Shalimar o Palhaço (2005), o nono romance de Rushdie, tem sido aclamado por vários críticos como um regresso à forma. Situado em Caxemira e Los Angeles, desenvolve muitos dos temas presentes em Fúria mas, de acordo com O Observador, de uma forma “mais calma” e “mais compassiva”. Ostensivelmente uma história sobre amor e traição (temas familiares no trabalho anterior de Rushdie), há uma nova urgência sobre este livro com as suas meditações sobre o terrorismo pós-11 de Setembro. The Enchantress of Florence (2008), o próximo romance de Rushdie, foi também uma das suas obras mais desafiantes estruturalmente até à data. Está além do simples resumo e representa, pelo menos à primeira vista, uma viragem do presente para o passado, da política para a poética (é claro, os dois são constitutivos entre si). Focando a visita de um europeu à corte de Akbar, e a sua revelação de ser um parente perdido do imperador Mongol, o romance foi revisto em termos brilhantes no Guardian como uma ‘sumptuosa mistura de história com fábula’.

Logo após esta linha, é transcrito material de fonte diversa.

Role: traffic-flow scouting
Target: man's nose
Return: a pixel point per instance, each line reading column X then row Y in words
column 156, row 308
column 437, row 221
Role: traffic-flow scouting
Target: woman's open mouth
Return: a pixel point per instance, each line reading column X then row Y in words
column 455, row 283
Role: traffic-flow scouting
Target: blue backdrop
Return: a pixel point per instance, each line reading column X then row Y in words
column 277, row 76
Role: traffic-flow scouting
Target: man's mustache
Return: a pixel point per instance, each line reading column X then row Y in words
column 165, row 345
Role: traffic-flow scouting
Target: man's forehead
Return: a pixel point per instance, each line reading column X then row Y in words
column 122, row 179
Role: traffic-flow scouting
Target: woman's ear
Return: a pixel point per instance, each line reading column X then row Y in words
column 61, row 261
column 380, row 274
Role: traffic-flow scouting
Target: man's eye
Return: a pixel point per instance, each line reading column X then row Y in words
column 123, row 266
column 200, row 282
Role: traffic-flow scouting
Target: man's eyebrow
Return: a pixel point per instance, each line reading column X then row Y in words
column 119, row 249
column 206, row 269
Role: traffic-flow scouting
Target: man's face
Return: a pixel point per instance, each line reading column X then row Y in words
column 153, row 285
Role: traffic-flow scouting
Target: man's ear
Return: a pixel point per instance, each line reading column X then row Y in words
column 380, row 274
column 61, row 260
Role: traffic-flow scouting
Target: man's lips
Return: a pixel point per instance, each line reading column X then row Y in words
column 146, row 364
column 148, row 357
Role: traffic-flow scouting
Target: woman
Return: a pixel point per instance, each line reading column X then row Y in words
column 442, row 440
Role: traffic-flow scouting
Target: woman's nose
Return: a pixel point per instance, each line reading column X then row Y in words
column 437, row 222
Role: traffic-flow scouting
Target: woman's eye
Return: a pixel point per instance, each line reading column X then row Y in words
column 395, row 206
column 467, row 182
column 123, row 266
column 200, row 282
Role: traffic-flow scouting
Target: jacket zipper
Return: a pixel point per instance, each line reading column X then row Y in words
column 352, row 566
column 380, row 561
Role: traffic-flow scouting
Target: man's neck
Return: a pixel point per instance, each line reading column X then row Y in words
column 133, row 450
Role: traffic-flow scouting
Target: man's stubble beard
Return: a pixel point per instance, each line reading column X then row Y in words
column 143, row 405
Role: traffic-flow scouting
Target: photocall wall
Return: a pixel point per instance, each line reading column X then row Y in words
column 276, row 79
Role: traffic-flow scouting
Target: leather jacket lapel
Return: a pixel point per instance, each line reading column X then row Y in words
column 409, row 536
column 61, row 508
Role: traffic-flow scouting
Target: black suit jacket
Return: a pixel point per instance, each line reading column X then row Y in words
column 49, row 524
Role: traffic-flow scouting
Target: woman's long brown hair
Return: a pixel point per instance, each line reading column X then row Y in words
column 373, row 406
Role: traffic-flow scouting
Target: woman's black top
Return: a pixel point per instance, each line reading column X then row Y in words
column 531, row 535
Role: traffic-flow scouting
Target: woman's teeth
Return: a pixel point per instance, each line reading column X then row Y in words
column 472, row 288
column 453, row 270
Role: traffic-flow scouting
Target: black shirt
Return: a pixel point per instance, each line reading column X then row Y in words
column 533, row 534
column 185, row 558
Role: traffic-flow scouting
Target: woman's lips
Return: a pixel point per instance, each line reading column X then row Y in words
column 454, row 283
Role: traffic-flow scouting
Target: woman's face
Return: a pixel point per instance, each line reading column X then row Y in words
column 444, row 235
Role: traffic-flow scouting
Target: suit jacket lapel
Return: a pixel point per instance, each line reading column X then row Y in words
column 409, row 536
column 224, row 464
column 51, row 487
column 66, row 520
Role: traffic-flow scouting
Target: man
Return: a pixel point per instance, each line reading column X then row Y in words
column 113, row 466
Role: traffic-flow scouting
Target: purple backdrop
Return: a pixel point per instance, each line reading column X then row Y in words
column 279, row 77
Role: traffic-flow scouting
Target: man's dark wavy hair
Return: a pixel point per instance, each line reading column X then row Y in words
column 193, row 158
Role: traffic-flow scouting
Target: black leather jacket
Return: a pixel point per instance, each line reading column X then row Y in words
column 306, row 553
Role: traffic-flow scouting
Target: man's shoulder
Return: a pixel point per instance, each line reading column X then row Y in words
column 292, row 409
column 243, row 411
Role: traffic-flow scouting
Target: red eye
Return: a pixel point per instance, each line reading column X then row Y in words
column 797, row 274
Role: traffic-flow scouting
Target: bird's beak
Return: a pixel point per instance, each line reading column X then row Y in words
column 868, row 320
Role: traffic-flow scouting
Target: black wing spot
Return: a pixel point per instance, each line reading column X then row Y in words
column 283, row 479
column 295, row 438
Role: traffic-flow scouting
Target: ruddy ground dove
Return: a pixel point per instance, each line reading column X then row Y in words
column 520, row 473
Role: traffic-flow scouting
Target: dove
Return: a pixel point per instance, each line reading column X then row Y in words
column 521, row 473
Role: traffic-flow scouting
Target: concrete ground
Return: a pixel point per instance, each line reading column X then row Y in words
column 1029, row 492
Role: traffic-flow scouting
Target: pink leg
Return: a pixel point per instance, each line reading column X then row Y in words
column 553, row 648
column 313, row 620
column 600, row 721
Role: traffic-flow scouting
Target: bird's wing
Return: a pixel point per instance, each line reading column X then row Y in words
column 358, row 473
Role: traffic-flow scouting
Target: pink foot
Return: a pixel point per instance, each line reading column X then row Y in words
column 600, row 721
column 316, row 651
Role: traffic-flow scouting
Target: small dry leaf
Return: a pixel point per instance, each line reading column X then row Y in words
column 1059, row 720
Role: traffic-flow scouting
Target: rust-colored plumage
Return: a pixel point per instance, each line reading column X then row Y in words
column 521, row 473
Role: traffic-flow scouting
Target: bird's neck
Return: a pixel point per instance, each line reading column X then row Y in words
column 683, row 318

Em 2012, Rushdie publicou a sua tão esperada memória, Joseph Anton (uma combinação de dois dos seus autores favoritos: Conrad e Chekhov). O livro de 650 páginas é um tesouro para os fãs do escritor. Escrito na terceira pessoa, Joseph Anton contém retratos íntimos dos pais e da primeira mulher de Rushdie, seus anos escondidos e suas relações mistas com a polícia que eram seus guardiões, seus amigos e inimigos literários e políticos, bem como toda uma série de insights biográficos tentadores sobre a mente do homem por trás das histórias.

Uma sequência de Haroun e o Mar das Histórias, e uma das suas obras mais aclamadas pela crítica nos últimos anos, Luka e o Fogo da Vida (2010) devolve os leitores iniciados à paisagem familiar de Alifbay e ao mundo de Haroun e ao seu grande pai narrador de histórias, Rashid. Quando Rashid cai, inesperadamente, num sono profundo, é apenas Luka, o irmão mais novo de Haroun (agora não tão jovem: já passaram dezoito anos desde a sua aventura), que o pode salvar do esquecimento. É uma tentativa de resgate que leva Luka em uma viagem mágica que rivaliza até mesmo com Haroun.

Embora Rushdie tenha sido sempre mais conhecido como romancista, ele também é um ensaísta artístico (Imaginary Homelands, 1991 e Step Across This Line, 2002); um influente, e às vezes controverso, editor (The Vintage Book of Indian Writing, 1997 e The Best American Short Stories, 2008); um surpreendentemente econômico escritor de contos (East, West, 1994) e um astuto crítico cultural (The Wizard of Oz, 1992). Para Rushdie, parece que o excesso, a superabundância e a multiplicidade são mais do que preocupações estéticas, são também uma vocação.

Dr J Procter, 2013

Para uma revisão crítica aprofundada ver Salman Rushdie por Damian Grant (Northcote House, 1999: Writers and their Work Series).